- The idea was to get an application which can check whenever a website goes down
- specifically, it was to make sure that this check is based on regions.
- eg. one website can be down in singapore, but working perfectly fine in europe.
What it does
- This application can check if a site is accessible from across the world
- The user specifies an application and the interval in which it checks its health.
- A task is run on different regions in the world checking if that application is available
- User can also check the history of these checks from different regions
How we built it
- This is designed to make it work in an environment where there are multiple regions involved (much like aws).
- Several things were kept in mind when making the architecture
- Making sure that the scalability (both in same regions and different regions) is straight forward
- Making sure that the write to the database after execution results were as fast as possible
- Mainly there are four components of this application:
- Executor and webui are services written in golang, while postgreSQL and couchbase are popular databases
- Postgres is used to store information about the application
- Couchbase is used to store results of the exection
- For any region where we want to make it work, we need at least one couchbase instance.

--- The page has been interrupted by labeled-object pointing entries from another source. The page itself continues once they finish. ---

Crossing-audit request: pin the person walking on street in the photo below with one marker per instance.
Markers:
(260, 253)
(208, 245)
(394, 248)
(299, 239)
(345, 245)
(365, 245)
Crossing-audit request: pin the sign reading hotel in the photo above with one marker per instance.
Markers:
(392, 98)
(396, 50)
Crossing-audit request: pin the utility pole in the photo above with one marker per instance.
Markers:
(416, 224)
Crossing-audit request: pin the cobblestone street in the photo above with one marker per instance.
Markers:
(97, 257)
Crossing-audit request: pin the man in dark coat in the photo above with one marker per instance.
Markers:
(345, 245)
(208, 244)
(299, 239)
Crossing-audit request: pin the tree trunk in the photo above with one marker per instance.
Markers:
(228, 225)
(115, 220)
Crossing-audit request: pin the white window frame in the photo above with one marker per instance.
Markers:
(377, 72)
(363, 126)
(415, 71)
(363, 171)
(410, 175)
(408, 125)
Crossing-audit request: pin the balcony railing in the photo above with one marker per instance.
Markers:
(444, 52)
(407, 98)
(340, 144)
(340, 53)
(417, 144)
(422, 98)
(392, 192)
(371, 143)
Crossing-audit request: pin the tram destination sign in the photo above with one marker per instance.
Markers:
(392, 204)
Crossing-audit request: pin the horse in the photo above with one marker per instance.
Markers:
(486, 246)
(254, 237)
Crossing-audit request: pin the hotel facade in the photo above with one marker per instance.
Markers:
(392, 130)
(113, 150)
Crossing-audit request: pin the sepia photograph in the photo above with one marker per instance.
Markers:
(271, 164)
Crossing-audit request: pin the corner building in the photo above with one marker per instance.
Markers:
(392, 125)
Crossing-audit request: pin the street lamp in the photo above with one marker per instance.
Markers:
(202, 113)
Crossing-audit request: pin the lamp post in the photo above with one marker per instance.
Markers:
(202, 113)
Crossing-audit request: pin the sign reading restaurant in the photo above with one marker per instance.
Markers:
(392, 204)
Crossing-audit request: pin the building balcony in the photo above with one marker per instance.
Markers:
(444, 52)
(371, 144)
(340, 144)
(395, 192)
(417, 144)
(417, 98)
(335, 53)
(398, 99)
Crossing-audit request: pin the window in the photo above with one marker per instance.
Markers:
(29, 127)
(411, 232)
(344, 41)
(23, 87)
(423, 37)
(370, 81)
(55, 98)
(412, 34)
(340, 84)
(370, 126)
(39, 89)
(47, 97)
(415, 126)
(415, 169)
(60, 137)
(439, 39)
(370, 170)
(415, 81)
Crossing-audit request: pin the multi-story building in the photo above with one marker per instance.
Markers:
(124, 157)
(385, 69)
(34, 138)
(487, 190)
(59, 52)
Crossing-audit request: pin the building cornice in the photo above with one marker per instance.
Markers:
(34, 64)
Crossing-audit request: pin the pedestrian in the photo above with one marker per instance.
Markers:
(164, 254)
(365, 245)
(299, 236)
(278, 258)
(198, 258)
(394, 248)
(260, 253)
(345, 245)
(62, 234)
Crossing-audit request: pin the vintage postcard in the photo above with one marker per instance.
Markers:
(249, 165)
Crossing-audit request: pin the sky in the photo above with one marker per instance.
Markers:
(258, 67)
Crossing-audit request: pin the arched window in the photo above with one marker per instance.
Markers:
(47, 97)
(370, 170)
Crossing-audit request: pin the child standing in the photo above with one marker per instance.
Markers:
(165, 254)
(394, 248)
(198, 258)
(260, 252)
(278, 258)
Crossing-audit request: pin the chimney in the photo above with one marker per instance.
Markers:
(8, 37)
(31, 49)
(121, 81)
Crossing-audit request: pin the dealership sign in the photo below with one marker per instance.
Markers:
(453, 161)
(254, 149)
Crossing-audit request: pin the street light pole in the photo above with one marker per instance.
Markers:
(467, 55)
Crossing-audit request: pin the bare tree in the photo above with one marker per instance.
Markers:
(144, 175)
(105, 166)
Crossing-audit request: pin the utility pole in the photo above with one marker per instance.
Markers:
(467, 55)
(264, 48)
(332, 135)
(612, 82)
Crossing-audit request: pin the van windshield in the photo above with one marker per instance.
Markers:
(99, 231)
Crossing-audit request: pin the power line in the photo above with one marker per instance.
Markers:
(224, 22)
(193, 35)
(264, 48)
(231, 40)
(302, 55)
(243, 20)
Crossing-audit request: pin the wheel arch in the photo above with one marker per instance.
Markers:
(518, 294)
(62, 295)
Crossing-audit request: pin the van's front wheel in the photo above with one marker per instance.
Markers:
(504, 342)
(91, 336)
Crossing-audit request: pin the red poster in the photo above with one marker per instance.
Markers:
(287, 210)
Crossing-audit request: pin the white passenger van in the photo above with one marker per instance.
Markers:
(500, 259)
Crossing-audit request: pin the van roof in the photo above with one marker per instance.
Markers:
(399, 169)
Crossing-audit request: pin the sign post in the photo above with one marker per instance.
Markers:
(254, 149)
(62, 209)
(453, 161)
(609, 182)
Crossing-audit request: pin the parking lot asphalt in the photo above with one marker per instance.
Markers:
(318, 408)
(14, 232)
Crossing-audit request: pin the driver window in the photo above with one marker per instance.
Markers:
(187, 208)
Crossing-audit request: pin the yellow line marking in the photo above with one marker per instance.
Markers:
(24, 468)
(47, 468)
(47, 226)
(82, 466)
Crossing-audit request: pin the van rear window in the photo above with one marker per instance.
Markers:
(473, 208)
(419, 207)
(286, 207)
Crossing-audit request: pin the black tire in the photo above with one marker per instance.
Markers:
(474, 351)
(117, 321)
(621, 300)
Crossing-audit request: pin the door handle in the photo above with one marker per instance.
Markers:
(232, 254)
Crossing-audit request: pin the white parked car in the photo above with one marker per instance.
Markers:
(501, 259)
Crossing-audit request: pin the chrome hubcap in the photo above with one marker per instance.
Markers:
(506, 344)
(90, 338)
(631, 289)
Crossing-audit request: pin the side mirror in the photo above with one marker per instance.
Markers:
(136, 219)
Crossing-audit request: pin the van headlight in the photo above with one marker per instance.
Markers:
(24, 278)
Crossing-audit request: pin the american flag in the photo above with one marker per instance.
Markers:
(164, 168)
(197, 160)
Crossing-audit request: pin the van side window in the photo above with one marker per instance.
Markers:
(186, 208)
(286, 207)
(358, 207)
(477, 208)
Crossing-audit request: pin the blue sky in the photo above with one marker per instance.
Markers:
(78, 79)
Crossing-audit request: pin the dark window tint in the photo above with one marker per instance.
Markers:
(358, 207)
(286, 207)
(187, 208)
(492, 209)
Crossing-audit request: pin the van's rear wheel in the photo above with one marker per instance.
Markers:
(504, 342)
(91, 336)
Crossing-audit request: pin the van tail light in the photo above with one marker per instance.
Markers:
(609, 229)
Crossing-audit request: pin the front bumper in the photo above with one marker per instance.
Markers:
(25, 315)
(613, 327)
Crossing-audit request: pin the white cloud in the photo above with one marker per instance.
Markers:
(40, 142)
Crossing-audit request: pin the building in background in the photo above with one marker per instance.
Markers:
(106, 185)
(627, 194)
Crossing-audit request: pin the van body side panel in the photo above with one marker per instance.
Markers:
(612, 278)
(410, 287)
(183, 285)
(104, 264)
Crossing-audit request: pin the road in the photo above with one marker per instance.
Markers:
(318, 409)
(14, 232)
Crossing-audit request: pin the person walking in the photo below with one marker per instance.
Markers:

- Couchbase instance across different regions should be in an xdcr replication
- An executor simply writes its results to couchbase within it's region
- Webui reads the results(along with replicated data) from couchbase instance in it's own region
Challenges we ran into
- Biggest challenge i ran into was finding a database which fits this requirement.
- I wanted a database which can do following:
- Do distributed writes (Write can be done on any instance in a cluster)
- Give good performance in replication even on different regions
- Handle time series database
- Due to above points, i chose couchbase
- Another major challenge was making sure that the setup I was doing for databases and the application itself were easy to scale
- I used terraform to help with that
Accomplishments that we're proud of
- The performance of the application
- Though there are no metrics for this yet, in my observation, the performance of the application is better than other products like this.
- It is due to several factors, one major one being that the executor is very lightweight and only does this one specific thing of doing very simple network request
- Written in golang, executor performs really well and on top of that, I feel more performance can be extracted from it with simple optimizations
- This simple designed coupled with golang's optimization for arm64 architecture, gives really good performance on graviton CPUs
- I am able to check health for 100 applications using one tg4.micro instance running this executor
What we learned
- One big thing, which i learnt is that making softwares which can scale well is significantly different from making one instance solutions.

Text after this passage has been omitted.